École le Tremplin : un milieu de vie humain

Une réalisation du service de la promotion
Capitales Studio
Deux mois viennent de s’écouler depuis la rentrée des classes à l’école secondaire Le Tremplin. Alors que le mois de novembre vient à peine de sonner, le retour à la routine scolaire commence peu à peu à se faire sentir. Ici, on s’implique, on apprend , mais surtout, on s’amuse.

L’ école secondaire le Tremplin, située à Sainte-Geneviève-de-Batiscan a toutefois cette particularité toute spéciale, qui la distingue des autres écoles secondaires de la région : Son nombre d’élèves.

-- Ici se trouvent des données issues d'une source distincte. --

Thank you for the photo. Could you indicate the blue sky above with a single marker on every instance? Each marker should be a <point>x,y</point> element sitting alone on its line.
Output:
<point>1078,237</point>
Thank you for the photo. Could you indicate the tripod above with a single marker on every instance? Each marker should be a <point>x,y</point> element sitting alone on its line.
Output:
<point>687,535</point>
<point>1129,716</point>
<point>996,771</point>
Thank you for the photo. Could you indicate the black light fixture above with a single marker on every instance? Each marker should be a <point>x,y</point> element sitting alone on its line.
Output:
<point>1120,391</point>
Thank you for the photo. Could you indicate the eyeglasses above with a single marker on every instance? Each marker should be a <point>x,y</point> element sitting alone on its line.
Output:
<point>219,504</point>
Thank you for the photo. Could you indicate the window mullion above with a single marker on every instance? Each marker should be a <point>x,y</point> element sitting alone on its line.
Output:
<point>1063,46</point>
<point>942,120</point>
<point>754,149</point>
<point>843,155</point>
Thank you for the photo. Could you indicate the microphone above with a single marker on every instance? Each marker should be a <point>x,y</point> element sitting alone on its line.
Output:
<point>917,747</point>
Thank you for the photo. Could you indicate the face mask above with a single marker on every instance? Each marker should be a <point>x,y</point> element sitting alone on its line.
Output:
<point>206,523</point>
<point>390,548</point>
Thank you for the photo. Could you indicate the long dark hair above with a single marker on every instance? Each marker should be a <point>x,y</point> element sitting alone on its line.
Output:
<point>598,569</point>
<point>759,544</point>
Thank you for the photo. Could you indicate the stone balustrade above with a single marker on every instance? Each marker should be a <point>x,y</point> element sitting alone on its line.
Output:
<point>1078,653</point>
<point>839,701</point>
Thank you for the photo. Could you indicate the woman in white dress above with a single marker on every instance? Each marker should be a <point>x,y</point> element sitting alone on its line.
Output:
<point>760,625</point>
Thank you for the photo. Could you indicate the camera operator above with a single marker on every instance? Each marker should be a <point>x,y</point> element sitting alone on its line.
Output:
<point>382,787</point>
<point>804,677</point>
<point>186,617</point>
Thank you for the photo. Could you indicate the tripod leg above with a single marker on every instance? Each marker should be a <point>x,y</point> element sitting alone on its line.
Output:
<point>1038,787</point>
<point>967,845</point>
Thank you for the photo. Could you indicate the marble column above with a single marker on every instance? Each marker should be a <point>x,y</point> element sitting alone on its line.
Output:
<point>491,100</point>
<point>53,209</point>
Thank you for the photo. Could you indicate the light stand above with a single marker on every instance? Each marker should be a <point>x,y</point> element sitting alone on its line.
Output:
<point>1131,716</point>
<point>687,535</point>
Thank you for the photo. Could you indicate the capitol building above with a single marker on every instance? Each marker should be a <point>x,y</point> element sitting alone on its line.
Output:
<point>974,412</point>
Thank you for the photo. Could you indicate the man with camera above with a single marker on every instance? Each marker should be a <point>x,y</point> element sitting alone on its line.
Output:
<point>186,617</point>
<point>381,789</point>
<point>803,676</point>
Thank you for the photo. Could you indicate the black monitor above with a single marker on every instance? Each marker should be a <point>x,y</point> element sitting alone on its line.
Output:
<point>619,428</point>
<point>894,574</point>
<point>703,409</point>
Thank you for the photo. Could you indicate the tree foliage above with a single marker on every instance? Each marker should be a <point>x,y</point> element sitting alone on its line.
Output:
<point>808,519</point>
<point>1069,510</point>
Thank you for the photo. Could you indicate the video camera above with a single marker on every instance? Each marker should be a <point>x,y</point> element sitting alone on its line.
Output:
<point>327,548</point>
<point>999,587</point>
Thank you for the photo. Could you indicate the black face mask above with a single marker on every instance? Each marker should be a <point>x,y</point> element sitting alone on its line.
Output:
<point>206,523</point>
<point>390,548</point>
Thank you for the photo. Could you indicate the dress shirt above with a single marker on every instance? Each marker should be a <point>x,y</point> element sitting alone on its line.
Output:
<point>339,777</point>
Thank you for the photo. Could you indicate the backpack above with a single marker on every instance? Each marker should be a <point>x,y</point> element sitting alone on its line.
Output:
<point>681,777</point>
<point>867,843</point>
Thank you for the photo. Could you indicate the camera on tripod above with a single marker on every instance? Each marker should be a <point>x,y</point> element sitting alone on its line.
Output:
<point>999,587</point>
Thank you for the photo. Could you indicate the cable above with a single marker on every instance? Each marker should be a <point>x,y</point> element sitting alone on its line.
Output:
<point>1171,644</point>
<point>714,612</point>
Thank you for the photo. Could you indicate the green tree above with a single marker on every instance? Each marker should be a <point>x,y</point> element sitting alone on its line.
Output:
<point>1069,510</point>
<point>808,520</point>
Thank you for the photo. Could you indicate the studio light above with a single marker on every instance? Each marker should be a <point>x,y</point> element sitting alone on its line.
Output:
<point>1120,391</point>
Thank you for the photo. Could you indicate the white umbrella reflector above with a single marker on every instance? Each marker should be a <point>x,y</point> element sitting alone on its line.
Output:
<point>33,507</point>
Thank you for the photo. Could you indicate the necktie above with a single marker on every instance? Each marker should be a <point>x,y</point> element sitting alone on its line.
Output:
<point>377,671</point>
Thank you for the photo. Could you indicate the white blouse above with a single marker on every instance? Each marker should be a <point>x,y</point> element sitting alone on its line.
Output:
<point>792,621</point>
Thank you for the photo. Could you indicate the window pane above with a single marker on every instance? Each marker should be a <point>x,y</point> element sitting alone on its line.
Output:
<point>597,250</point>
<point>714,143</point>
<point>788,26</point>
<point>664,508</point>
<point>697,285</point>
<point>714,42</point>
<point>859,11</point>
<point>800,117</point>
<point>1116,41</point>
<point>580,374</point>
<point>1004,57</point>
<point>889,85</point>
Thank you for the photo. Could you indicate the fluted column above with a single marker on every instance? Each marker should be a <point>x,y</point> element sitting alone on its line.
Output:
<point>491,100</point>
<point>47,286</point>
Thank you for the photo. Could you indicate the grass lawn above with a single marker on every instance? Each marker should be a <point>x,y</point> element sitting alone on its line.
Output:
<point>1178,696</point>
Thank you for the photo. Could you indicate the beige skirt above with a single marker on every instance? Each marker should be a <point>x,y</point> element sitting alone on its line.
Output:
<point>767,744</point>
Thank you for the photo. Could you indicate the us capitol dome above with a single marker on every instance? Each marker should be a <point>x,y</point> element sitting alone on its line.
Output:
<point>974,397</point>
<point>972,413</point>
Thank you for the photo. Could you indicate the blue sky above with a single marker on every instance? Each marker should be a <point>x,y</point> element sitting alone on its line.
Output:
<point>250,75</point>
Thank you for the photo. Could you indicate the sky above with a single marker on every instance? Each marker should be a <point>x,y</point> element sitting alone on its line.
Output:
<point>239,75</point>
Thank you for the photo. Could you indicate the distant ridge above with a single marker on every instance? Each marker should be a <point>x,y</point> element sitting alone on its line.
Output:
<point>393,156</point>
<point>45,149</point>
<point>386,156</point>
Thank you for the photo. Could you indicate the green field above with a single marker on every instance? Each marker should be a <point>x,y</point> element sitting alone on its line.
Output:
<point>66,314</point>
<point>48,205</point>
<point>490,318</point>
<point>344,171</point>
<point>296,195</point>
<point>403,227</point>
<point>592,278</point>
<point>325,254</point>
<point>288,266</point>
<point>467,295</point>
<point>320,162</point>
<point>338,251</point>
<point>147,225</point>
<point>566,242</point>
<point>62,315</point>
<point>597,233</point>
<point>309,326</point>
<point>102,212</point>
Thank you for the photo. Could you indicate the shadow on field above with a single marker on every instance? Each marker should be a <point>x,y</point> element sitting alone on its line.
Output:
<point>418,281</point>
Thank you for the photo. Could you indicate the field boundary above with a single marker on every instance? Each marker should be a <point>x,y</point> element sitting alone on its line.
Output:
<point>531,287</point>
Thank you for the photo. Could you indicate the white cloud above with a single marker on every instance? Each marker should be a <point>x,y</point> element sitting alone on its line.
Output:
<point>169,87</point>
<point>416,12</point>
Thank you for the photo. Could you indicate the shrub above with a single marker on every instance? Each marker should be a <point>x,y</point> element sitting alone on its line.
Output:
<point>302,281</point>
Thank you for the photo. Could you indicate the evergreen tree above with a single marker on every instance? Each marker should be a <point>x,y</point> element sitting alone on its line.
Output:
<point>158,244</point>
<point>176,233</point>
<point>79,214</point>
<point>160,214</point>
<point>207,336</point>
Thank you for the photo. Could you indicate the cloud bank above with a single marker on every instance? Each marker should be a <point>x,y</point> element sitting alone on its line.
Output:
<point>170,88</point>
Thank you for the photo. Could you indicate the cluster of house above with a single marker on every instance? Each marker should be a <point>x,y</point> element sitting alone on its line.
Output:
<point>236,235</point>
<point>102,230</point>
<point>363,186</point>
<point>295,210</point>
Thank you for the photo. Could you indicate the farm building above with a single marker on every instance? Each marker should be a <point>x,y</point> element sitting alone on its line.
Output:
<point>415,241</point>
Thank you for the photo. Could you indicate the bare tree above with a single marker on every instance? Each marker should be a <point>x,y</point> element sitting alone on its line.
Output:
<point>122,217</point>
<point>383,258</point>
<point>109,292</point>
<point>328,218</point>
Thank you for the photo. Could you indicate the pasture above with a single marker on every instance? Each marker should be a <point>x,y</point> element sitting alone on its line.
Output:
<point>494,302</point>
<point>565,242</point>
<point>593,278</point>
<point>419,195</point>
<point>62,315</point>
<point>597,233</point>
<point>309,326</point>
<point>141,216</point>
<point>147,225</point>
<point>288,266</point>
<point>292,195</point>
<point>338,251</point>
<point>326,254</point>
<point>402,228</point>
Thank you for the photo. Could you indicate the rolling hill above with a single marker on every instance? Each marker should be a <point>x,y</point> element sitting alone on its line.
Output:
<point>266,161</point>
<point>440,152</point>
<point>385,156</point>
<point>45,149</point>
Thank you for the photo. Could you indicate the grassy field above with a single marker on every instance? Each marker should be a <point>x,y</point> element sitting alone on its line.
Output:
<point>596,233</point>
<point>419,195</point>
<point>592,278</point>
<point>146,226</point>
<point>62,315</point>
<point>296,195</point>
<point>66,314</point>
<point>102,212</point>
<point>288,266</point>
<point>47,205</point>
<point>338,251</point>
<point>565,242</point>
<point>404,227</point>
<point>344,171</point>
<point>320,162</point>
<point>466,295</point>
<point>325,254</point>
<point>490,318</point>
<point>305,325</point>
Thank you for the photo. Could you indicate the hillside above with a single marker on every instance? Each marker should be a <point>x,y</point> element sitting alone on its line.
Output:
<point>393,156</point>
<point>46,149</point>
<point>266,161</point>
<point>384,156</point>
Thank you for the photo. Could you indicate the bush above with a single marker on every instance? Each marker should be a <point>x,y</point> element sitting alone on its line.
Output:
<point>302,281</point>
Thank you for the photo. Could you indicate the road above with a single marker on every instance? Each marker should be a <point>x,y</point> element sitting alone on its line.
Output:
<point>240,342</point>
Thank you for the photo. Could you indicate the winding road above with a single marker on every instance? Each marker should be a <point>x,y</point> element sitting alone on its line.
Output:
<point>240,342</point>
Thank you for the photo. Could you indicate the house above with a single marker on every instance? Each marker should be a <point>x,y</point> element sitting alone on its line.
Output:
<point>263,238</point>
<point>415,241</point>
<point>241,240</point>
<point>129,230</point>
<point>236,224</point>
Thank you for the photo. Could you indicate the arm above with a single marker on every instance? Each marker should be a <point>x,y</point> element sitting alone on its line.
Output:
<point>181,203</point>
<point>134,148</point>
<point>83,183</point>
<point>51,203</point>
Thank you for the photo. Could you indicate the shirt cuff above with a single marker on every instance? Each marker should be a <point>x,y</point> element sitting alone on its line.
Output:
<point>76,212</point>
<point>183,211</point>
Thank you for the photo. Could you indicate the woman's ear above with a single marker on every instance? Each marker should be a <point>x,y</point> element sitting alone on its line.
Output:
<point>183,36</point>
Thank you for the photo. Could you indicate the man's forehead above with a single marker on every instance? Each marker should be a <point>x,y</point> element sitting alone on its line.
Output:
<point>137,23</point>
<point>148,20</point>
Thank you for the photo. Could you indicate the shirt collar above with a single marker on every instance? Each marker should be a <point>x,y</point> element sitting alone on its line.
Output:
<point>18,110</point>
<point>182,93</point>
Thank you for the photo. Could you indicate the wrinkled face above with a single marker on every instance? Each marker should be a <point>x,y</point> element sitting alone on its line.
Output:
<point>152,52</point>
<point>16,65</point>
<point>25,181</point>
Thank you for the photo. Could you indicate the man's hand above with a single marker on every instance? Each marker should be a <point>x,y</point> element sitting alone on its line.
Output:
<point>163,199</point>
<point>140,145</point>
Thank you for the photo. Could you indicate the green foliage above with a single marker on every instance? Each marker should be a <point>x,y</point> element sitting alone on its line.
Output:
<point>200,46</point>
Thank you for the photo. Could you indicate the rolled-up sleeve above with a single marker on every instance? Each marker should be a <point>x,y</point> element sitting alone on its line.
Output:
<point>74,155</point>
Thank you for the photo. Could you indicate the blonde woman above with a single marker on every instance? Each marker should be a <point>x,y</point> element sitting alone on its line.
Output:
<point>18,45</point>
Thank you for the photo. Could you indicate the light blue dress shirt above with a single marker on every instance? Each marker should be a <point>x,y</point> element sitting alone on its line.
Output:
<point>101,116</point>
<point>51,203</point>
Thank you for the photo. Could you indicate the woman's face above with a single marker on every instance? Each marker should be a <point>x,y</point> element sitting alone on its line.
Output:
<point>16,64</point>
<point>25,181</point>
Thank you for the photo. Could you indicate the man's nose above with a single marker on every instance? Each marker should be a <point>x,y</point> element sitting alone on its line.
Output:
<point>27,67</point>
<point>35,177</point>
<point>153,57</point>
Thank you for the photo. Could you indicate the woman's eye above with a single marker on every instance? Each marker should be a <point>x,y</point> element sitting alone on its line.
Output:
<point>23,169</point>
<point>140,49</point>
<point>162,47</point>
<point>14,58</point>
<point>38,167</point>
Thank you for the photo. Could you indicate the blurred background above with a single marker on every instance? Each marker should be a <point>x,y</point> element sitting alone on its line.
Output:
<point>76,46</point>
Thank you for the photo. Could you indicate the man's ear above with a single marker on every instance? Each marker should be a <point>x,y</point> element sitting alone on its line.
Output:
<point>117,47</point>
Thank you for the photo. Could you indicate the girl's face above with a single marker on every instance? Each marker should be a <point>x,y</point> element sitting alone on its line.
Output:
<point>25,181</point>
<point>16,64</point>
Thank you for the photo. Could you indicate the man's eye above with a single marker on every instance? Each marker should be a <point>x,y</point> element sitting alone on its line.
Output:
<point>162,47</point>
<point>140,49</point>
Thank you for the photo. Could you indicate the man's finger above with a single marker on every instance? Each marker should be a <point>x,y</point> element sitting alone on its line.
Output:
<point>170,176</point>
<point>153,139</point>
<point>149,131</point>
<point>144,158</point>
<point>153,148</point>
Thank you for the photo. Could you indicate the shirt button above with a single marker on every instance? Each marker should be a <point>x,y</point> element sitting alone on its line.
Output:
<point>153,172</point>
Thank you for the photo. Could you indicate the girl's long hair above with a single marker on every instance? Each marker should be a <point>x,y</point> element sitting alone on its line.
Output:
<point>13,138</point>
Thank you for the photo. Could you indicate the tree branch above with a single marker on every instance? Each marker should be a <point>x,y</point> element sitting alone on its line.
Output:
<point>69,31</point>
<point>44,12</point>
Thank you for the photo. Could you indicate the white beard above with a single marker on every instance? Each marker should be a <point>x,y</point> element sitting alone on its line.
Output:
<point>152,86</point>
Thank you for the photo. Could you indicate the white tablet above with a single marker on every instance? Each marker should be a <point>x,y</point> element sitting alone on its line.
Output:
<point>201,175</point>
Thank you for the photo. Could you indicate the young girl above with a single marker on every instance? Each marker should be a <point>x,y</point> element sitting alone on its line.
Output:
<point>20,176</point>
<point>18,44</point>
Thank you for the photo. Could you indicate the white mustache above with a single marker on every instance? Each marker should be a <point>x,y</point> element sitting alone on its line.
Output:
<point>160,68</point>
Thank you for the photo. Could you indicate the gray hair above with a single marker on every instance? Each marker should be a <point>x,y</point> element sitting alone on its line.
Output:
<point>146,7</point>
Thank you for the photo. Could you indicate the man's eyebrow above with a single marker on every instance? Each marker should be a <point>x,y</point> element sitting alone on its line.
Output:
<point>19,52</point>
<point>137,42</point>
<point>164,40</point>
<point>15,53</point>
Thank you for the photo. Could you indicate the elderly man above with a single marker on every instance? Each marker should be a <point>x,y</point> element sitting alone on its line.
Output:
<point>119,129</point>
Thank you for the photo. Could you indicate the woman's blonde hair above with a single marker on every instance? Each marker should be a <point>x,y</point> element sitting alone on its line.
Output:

Ce sont seulement 332 élèves de la sixième année au cinquième secondaire qui franchissent les portes de l’école secondaire chaque matin. 

Un milieu de vie humain

Cette particularité propre à l’école secondaire Le Tremplin qui amène une dimension humaine à la notion d’enseignement fait partie intégrante des valeurs fondamentales que souhaitent inculquer les enseignants à leurs élèves, lors de leur cheminement scolaire.

«À l’école le tremplin, la dimension humaine est mise de l’avant, ce qui permet aux élèves de développer une fierté et un certain engagement envers l’école», explique Paul Beaudry, professeur d’anglais en cinquième secondaire.

En effet, les trois valeurs retenues par la direction de l’établissement sont la fierté, la réussite et l’engagement. «Une de nos missions, est aussi d’offrir la possibilité, grâce à certains profils de garder nos jeunes ici, à Sainte-Genevière-de-Batiscan, même si nous somme en dehors des grands centres urbains», mentionne le directeur de l’établissement, Sylvain Carrier.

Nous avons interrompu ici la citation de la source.